Seriously, about every drugstore and grocery store in the city of St. pete used to sell them....now, it's a ghost town. It's so far that some stores ahve simply said they stopped selling them. Amusingly those same shops are still selling Firebirds, Jetlites and such.

What gives? Economy, Conspiracy, delivery, something-else-y?

Yes I use cheap Ronson fuel. No problems with the stuff at all, so long as the lighters are de-pressurized before refilling.


----------



## KickU2Sleep (Feb 20, 2009)

no idea there bro, i'm only a few miles from ya and my little b/m has plenty...haven't bought any from grocery/drug stores, have to look 2nite and see if it's the same situation...


----------



## Cigarz (Feb 25, 2009)

stfoley said:


> Seriously, about every drugstore and grocery store in the city of St. pete used to sell them....now, it's a ghost town. It's so far that some stores ahve simply said they stopped selling them. Amusingly those same shops are still selling Firebirds, Jetlites and such.
> 
> What gives? Economy, Conspiracy, delivery, something-else-y?
> 
> Yes I use cheap Ronson fuel. No problems with the stuff at all, so long as the lighters are de-pressurized before refilling.

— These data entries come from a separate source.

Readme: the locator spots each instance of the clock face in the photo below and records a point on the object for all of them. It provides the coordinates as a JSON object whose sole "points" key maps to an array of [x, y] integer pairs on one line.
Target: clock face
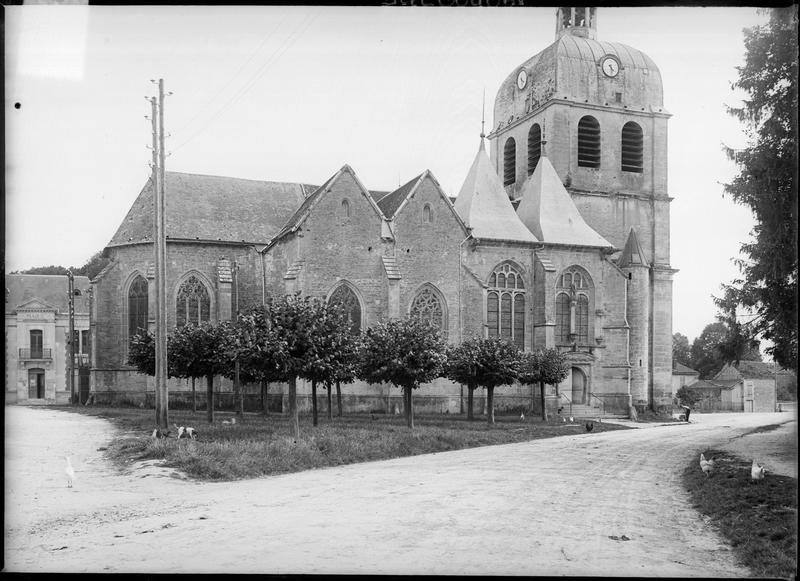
{"points": [[610, 66], [522, 79]]}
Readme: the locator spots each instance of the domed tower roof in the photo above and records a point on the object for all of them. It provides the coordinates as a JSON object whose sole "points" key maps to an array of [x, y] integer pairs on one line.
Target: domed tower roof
{"points": [[572, 69]]}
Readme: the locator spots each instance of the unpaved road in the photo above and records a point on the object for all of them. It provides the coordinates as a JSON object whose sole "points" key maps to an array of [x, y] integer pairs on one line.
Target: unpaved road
{"points": [[547, 507]]}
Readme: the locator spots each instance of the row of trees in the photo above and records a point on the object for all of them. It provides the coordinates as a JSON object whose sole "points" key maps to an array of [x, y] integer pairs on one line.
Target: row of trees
{"points": [[293, 337]]}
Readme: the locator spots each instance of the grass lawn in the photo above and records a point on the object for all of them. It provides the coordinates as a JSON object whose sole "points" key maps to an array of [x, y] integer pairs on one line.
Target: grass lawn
{"points": [[259, 446], [758, 519]]}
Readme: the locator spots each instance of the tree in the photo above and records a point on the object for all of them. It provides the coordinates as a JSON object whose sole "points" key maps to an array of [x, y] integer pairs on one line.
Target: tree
{"points": [[405, 353], [198, 352], [681, 350], [543, 367], [709, 350], [767, 184], [479, 362]]}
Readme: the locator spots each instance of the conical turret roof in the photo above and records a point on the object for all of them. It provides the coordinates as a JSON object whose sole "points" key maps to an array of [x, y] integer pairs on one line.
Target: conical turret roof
{"points": [[549, 212], [484, 206], [632, 254]]}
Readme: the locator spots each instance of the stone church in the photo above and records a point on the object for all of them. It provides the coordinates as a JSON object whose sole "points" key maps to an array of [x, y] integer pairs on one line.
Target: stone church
{"points": [[558, 237]]}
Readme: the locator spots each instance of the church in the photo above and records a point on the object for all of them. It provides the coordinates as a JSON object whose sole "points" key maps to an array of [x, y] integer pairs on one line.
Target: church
{"points": [[558, 238]]}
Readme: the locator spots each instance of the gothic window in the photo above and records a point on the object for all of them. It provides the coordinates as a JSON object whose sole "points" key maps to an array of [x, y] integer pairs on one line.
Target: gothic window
{"points": [[534, 147], [137, 307], [193, 305], [505, 305], [345, 296], [427, 214], [632, 148], [509, 161], [573, 297], [428, 305], [588, 142]]}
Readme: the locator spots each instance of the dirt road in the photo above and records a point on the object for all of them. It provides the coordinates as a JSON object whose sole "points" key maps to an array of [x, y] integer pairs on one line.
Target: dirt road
{"points": [[548, 507]]}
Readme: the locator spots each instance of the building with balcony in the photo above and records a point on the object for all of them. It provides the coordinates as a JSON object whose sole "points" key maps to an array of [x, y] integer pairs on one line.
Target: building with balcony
{"points": [[37, 337]]}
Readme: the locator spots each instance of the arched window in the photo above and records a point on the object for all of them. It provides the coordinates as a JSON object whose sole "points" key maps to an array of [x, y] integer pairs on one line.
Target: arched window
{"points": [[588, 142], [505, 305], [632, 148], [509, 161], [427, 214], [573, 298], [534, 147], [137, 307], [428, 305], [345, 296], [193, 305]]}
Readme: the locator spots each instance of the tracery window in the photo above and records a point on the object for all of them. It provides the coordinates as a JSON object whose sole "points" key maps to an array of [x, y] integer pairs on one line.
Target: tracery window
{"points": [[509, 161], [534, 147], [573, 297], [428, 305], [505, 305], [137, 307], [193, 305], [345, 296]]}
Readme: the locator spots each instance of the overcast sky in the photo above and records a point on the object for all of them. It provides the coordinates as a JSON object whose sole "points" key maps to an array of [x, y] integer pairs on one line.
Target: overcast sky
{"points": [[294, 93]]}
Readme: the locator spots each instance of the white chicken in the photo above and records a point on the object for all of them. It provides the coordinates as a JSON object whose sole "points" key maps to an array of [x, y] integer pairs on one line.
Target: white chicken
{"points": [[757, 472], [69, 471], [706, 465]]}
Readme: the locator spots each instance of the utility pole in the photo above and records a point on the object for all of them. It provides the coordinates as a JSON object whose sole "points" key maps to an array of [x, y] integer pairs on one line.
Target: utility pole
{"points": [[160, 255], [71, 366]]}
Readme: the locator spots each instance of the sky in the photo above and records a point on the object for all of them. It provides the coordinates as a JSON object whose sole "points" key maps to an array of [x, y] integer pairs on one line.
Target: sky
{"points": [[294, 93]]}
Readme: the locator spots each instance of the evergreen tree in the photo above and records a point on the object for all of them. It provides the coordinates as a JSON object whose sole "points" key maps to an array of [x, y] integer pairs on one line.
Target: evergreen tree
{"points": [[767, 184]]}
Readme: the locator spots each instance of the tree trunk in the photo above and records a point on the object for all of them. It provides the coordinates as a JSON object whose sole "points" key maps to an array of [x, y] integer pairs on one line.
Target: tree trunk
{"points": [[409, 407], [329, 387], [541, 397], [470, 401], [314, 402], [294, 418], [210, 398]]}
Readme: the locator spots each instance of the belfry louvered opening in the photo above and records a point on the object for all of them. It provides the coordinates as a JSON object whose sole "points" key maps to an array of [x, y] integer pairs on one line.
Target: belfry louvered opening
{"points": [[588, 142], [534, 147], [632, 148], [509, 161]]}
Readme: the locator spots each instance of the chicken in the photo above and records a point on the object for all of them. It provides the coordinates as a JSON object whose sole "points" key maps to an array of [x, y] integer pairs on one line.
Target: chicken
{"points": [[757, 472], [69, 471], [706, 465]]}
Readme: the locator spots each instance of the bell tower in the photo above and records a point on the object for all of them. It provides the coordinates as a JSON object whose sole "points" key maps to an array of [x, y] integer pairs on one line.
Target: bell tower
{"points": [[577, 21]]}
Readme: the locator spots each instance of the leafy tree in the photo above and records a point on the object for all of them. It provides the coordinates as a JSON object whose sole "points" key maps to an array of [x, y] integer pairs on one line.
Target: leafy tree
{"points": [[405, 353], [543, 367], [767, 184], [479, 362], [681, 350], [198, 352], [708, 350]]}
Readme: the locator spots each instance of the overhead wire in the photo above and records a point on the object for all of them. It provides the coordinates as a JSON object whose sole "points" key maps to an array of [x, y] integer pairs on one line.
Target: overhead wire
{"points": [[253, 79]]}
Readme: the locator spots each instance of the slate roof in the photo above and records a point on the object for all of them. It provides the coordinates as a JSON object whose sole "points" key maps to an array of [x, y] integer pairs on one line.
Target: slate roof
{"points": [[393, 200], [484, 206], [548, 211], [632, 253], [679, 368], [212, 208], [48, 288]]}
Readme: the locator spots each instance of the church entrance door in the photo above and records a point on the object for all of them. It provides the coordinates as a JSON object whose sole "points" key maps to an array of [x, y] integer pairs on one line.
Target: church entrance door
{"points": [[578, 386]]}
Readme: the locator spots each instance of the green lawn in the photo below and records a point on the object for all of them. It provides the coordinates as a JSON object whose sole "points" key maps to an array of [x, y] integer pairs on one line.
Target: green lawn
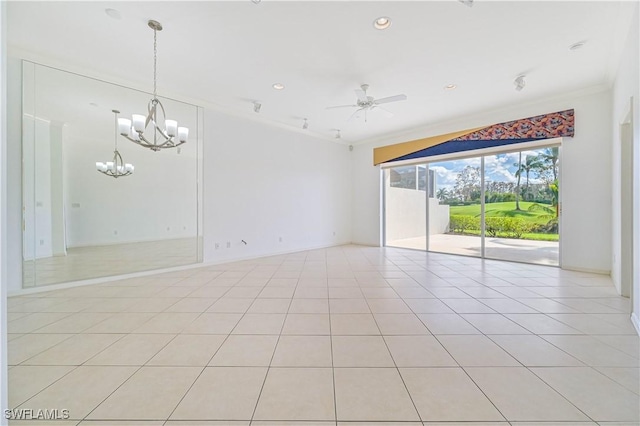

A little something called meth. Meth heads :wacko: burn a ton of the stuff either smoking or making the shit, not sure. Its pretty big in the midwest and there would be at least 1-2 people coming into the cigar shop I frequented a day looking for "larger" cans of butane.

I live in Central Florida and its becoming bigger down here, so it wouldnt be a surprise if that was the reason.


----------



## TheStig (Jan 12, 2009)

Check. The drugstores cvs always has it. I was just @ cigar loft on central. Mike has some there


----------



## docruger (Feb 12, 2009)

walgreens on 4th st north has it all the time


----------



## stfoley (Jul 28, 2008)

That's the thing....the Walgreens on 4th st. N is two blocks from me, so I went there and they didn't have it. The Sweetbay I usually get mine at (across the street) was out as well.

The Sweetbay on 9th st N (MLK to those that go by the new signs) was also out.

It probably is methheads....there was a problem in the Gandy area with methlabs in motel rooms a few years back...those idiots probably got out of the jail.

Either way, i bought some from ronsonstore. My butane lighters get enough use that I burn through canisters in a fairly short time (cooking torch, grill lighter for hookah, my pipe lighter, my various cigar lighters...sheesh).


----------